Photo via mrmritter via Flickr Creative Commons
Orcas at East Point Saturna Island, July 19, 2008, working against a strong flooding rip current, going slow.
I'm not entirely comfortable with anybody's position about the rights of animals in the lawsuit PETA has brought on behalf of 5 orcas. So I picked two songs I'm not entirely comfortable with to represent that.
The first is deadmou5's "Orca."
The second is Wintersleep's "Orca."
Only the Canadian band's song has words:
I'll be a killer whale, when I grow up,
I'll be a vulture
I'll be an animal, a carnivore,
I'll be a monster
Clenching my jagged jaws over the captured
I'll be a killer whale when I grow up
I'll be a monster
deadmau5 has the sort of speed I imagine of a deadly pod of orcas. But the thing that's intriguing about the lyrics of Wintersleep's song is that they've got the menace. Dolphins are outstanding pack hunters, after all.
Both of these songs imagine, in their way, what it's like to be an orca. But the imagining is done by people. Not that there's necessarily anything wrong with that. It's making for interesting law, and legal theory, and ethical discussions. There's something valuable in trying to see the world from someone else's point of view than your own; why not some other species? I guess I'm doubtful about what we're hearing straight from the orca's mouth, as it were.

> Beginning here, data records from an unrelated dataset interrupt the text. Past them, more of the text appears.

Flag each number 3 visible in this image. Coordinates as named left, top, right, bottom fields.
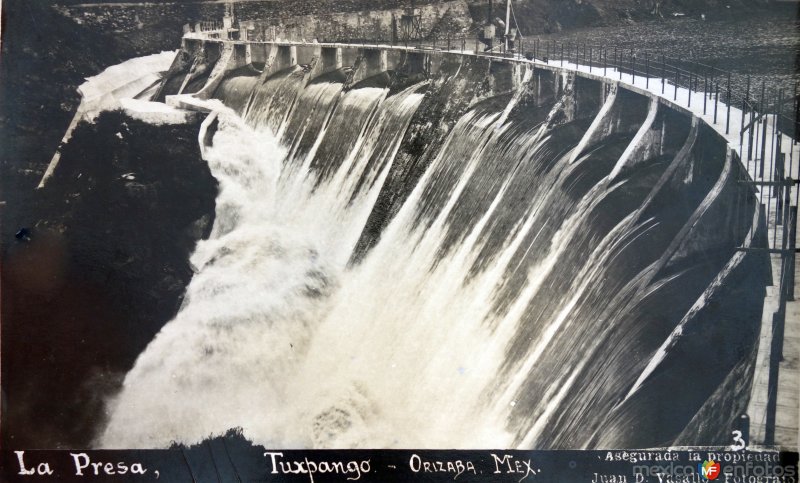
left=731, top=430, right=747, bottom=451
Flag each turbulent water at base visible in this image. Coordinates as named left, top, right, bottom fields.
left=98, top=59, right=764, bottom=448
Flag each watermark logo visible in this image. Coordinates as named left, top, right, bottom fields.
left=697, top=460, right=720, bottom=480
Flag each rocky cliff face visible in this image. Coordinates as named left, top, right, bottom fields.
left=470, top=0, right=785, bottom=35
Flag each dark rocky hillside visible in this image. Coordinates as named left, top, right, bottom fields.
left=0, top=112, right=216, bottom=448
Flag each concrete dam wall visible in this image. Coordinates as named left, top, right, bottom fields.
left=98, top=38, right=767, bottom=448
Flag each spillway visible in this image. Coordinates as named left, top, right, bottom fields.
left=97, top=40, right=767, bottom=449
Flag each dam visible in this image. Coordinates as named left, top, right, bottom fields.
left=53, top=18, right=800, bottom=449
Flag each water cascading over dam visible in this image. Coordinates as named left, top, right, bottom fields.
left=98, top=43, right=765, bottom=448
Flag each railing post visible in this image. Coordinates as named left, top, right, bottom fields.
left=725, top=72, right=731, bottom=134
left=739, top=76, right=753, bottom=161
left=786, top=209, right=797, bottom=301
left=672, top=66, right=679, bottom=102
left=758, top=80, right=767, bottom=180
left=772, top=89, right=785, bottom=200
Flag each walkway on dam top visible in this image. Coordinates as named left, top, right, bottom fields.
left=184, top=32, right=800, bottom=451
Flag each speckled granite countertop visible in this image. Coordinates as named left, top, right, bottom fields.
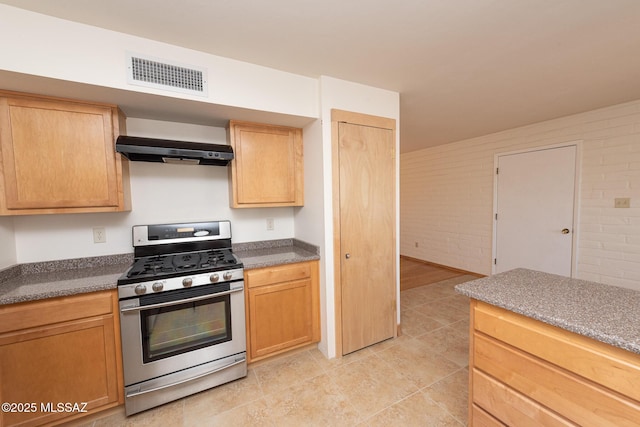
left=456, top=269, right=640, bottom=354
left=233, top=239, right=320, bottom=270
left=0, top=254, right=133, bottom=305
left=0, top=239, right=320, bottom=305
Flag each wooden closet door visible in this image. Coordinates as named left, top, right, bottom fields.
left=338, top=122, right=396, bottom=355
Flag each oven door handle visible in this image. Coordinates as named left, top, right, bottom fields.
left=126, top=357, right=247, bottom=397
left=120, top=288, right=244, bottom=313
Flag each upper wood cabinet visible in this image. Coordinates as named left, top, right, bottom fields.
left=229, top=120, right=304, bottom=208
left=0, top=91, right=131, bottom=215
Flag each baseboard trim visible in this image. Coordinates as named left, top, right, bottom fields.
left=400, top=255, right=487, bottom=278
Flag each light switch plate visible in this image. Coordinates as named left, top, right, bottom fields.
left=93, top=227, right=107, bottom=243
left=613, top=197, right=631, bottom=208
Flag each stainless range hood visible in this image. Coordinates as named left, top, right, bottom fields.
left=116, top=135, right=233, bottom=166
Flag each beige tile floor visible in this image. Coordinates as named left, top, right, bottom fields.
left=80, top=276, right=475, bottom=427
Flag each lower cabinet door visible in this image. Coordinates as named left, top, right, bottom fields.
left=0, top=314, right=119, bottom=427
left=249, top=279, right=317, bottom=360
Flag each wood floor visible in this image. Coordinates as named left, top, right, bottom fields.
left=400, top=256, right=466, bottom=291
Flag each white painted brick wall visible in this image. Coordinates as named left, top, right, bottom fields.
left=400, top=100, right=640, bottom=290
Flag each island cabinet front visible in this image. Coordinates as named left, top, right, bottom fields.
left=469, top=299, right=640, bottom=427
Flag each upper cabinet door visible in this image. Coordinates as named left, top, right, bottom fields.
left=0, top=93, right=128, bottom=215
left=229, top=121, right=304, bottom=208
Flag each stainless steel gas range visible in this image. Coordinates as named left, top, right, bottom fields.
left=118, top=221, right=247, bottom=415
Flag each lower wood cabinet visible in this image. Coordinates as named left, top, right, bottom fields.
left=245, top=261, right=320, bottom=362
left=0, top=290, right=124, bottom=427
left=469, top=300, right=640, bottom=427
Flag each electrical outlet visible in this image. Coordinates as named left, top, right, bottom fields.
left=613, top=197, right=631, bottom=208
left=93, top=227, right=107, bottom=243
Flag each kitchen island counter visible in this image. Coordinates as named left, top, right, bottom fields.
left=456, top=269, right=640, bottom=354
left=456, top=269, right=640, bottom=427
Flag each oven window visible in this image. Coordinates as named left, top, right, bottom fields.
left=140, top=295, right=231, bottom=363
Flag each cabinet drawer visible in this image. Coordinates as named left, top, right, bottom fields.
left=473, top=333, right=640, bottom=427
left=0, top=291, right=116, bottom=334
left=474, top=302, right=640, bottom=401
left=471, top=369, right=575, bottom=427
left=245, top=262, right=311, bottom=288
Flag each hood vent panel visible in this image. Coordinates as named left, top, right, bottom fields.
left=128, top=55, right=208, bottom=96
left=116, top=135, right=233, bottom=166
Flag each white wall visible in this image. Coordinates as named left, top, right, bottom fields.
left=0, top=5, right=318, bottom=117
left=0, top=217, right=16, bottom=270
left=400, top=101, right=640, bottom=290
left=11, top=119, right=294, bottom=263
left=320, top=77, right=400, bottom=357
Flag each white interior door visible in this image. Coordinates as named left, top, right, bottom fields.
left=494, top=145, right=576, bottom=277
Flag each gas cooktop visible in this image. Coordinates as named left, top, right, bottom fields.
left=118, top=249, right=242, bottom=284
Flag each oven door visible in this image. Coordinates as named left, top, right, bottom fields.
left=120, top=281, right=246, bottom=386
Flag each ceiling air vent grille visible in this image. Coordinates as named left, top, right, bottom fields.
left=128, top=55, right=207, bottom=96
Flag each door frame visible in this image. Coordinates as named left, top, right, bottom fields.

I do still have a soft spot for this bit from Douglas Adams, which, though it appeals to the juvenile, 11-year-old-me, still appeals: "Man has always assumed that he was more intelligent than dolphins because he had achieved so much...the wheel, New York, wars and so on...while all the dolphins had ever done was muck about in the water having a good time. But conversely, the dolphins had always believed that they were far more intelligent than man...for precisely the same reason." (Nerds may recall that the dolphins leave before earth is blown up to make way for hyperspace bypass.)
So long, and thanks for all the fish.